Now, researchers from the Universities of Oxford, Barcelona, and Pisa have found the answer. They have shown that olfaction or sense of smell is certainly a key factor in long-distance oceanic navigation.

Study leader Oliver Padget, said, “Navigation over the ocean is probably the extreme challenge for birds, given the long distances covered, the changing environment, and the lack of stable landmarks.”

Many previous experiments only focused on the physical displacement of birds. They only combined some form of sensory manipulation such as magnetic or olfactory deprivation. The results show that removing a bird’s sense of smell impairs homing. On the other hand, disruption of the magnetic sense has yielded inconclusive results.

Padget said, “However, critics have questioned whether birds would behave in the same way had they not been artificially displaced, as well as arguing that rather than affecting a bird’s ability to navigate, sensory deprivation may, in fact, impair a related function, such as its motivation to return home or its ability to forage.”

“Our new study eliminates these objections, meaning it will be very difficult in future to argue that olfaction is not involved in long-distance oceanic navigation in birds.”

In this new study, scientists focused on movements and behavior of 32 free-ranging Scopoli’s shearwaters off the coast of Menorca. They characterized into three groups.

One made temporarily anosmic (unable to smell) through nasal irrigation with zinc sulfate; another carrying small magnets; and a control group.

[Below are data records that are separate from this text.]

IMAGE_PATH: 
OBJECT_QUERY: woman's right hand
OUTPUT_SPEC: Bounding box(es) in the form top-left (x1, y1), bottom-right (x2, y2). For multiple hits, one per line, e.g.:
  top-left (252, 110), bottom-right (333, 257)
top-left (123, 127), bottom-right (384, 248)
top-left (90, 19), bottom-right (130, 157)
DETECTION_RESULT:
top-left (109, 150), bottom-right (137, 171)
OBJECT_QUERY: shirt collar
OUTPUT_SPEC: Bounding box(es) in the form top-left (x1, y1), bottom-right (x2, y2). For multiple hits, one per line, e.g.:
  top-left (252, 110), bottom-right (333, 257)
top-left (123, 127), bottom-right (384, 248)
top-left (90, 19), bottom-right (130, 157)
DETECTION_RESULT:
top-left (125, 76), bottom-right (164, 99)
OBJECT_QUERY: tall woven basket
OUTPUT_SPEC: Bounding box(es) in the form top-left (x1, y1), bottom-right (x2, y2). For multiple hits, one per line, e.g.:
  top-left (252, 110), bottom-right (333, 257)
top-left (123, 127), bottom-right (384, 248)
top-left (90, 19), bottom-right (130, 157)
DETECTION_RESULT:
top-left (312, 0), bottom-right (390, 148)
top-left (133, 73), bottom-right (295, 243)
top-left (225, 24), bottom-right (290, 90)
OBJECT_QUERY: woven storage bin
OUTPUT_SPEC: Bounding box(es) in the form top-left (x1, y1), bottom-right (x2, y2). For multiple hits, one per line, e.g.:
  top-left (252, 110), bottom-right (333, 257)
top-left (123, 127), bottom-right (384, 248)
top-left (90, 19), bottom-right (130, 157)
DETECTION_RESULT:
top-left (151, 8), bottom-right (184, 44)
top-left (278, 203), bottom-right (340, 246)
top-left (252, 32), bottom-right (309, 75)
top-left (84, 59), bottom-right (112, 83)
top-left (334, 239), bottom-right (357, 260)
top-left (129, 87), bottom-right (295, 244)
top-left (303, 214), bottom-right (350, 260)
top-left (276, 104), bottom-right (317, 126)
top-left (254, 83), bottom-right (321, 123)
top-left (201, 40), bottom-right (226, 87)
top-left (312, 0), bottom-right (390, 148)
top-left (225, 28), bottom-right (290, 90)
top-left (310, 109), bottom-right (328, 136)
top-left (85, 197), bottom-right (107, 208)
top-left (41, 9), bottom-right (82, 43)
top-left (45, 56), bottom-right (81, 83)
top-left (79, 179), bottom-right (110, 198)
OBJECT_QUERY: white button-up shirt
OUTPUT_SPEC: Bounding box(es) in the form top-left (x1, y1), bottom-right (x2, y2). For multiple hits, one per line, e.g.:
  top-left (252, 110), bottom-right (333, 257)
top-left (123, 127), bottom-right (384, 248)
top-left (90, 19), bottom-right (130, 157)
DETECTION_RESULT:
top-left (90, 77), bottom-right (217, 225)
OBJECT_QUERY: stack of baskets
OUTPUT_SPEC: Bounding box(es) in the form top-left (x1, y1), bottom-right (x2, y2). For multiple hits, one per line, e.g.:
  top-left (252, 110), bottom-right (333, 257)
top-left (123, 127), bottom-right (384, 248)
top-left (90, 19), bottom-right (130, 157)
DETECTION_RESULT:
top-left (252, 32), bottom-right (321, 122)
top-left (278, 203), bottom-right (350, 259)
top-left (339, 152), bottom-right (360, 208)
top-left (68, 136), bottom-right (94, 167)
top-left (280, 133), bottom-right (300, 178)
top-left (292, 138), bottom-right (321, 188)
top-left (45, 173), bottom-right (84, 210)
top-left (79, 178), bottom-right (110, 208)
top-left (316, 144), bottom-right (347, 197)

Scientists even attached Miniature GPS loggers to the birds as they nested and incubated eggs in crevices and caves on the rocky Menorcan coast. But instead of being displaced, they were then tracked as they engaged in natural foraging trips.

Scientists noted, “When birds were roaming, they gained weight and returned to exchange incubation periods with their partners. Means, removing a bird’s sense of smell does not appear to impair either its motivation to return home or its ability to forage effectively.”

The anosmic birds made successful trips to the Catalan coast. Other were found at distant foraging grounds. They showed almost distinct orientation behavior from the controls during the at-sea stage of their return journeys.

Rather than being very much situated towards home when they were beyond anyone’s ability to see of land, they set out on inquisitively straight yet ineffectively arranged flights over the sea, as though following a compass bearing far from the rummaging grounds without having the capacity to refresh their position.

Their introduction at that point enhanced when moving toward arriving, proposing that winged creatures must counsel an olfactory guide when outside of anyone’s ability to see of land yet are in this way ready to discover home utilizing well-known scene highlights.

Senior author Tim Guilford, said, “To the best of our knowledge, this is the first study that follows free-ranging foraging trips in sensory manipulated birds. The displacement experiment has rightly been at the heart of bird navigation studies and has produced powerful findings on what birds are able to do in the absence of information collected on their outward journey.”

“But by its nature, the displacement experiment cannot tell us what birds would do if they had the option of using outward-journey information, as they did in our study. This heralds a whole new era of work in which careful track analysis of free-ranging movements, with and without experimental interventions, can provide inferences about the underlying behavioral mechanisms of navigation.”

“Precision onboard tracking technology and new analytical methods, too computationally heavy to have been possible in the past, have made this feasible.”